Mark Bastille Day With a Movie
by
Humphrey Bogart and Ingrid Bergman in “Casablanca” (IMDB.com)

Recommendations for the day’s special screenings, this being France’s national day, when a mob went to the detention center at the Bastille fortress on the east side of Paris, decapitated the warden, and started something that seems to have no end in sight.

Double feature: Jean Renoir’s La Marseillaise (1938), one of the most lyrical, but least known, films of the master who made the Great War classic Grande Illusion (1937).
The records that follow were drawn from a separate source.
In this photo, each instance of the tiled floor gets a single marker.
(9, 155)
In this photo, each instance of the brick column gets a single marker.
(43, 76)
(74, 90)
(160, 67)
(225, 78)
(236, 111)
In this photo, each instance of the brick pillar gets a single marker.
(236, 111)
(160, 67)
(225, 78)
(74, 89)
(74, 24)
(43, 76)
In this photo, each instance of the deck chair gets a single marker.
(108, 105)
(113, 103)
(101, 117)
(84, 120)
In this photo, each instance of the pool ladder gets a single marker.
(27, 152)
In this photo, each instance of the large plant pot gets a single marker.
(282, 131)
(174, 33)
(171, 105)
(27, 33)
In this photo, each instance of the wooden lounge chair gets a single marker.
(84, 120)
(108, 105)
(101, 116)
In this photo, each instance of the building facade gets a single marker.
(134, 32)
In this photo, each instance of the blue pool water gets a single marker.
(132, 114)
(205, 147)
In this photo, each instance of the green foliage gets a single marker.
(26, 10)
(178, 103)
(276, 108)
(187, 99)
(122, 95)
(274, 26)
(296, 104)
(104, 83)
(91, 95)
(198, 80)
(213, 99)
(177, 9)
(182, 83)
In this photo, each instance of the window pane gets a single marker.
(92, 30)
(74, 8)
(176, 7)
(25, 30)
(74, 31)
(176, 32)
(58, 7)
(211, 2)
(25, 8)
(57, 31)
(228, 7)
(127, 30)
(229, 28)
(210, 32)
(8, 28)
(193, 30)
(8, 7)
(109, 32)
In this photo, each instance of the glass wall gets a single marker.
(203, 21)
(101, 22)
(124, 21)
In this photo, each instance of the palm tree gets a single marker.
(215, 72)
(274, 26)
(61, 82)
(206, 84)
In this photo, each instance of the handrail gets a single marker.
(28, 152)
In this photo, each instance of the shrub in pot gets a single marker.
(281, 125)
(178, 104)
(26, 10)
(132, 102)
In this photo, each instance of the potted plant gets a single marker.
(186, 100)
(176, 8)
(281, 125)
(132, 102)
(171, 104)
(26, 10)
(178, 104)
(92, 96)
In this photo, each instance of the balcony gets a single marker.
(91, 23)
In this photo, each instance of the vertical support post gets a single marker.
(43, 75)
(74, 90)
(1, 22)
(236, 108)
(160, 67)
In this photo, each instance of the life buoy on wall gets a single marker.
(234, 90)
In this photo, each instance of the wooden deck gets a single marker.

The latter film also suggests placing Stanley Kubrick’s Paths of Glory (1957) on the program, by way getting a sober perspective on the danger of military machines gone mad; you see this in the contrast between the heroism of the colonel played by Kirk Douglas and the abysmal cynicism of the brass against whose cruelty he tries to save his men.

Michael Curtiz’s Casablanca (1942), a salute to French patriotism, still has universal appeal. To be sure, said patriotism needed some help from its friends to do the job, but then so did ours, and the Bogart–Bergman classic reminds us that the Free France Forces owed much to Americans, and to the African rifles who filled the ranks of the legendary DDB, the second armored division that fought its way from the Brazzaville to Paris.

Actually, it is better to watch Renoir’s film last, seeing as how upbeat it is. And yet, and yet, in these troubled times, see also (at midnight, to show what follows revolution), the Abel Gance classic, Napoleon (1927). It being a silent, you can play Mark Knopfler’s “Done with Bonaparte” as accompaniment.

Get the popcorn — excuse me, the pate de foie gras and the champagne — and tomorrow, let us all go for a screening of The Alamo at the drive-in.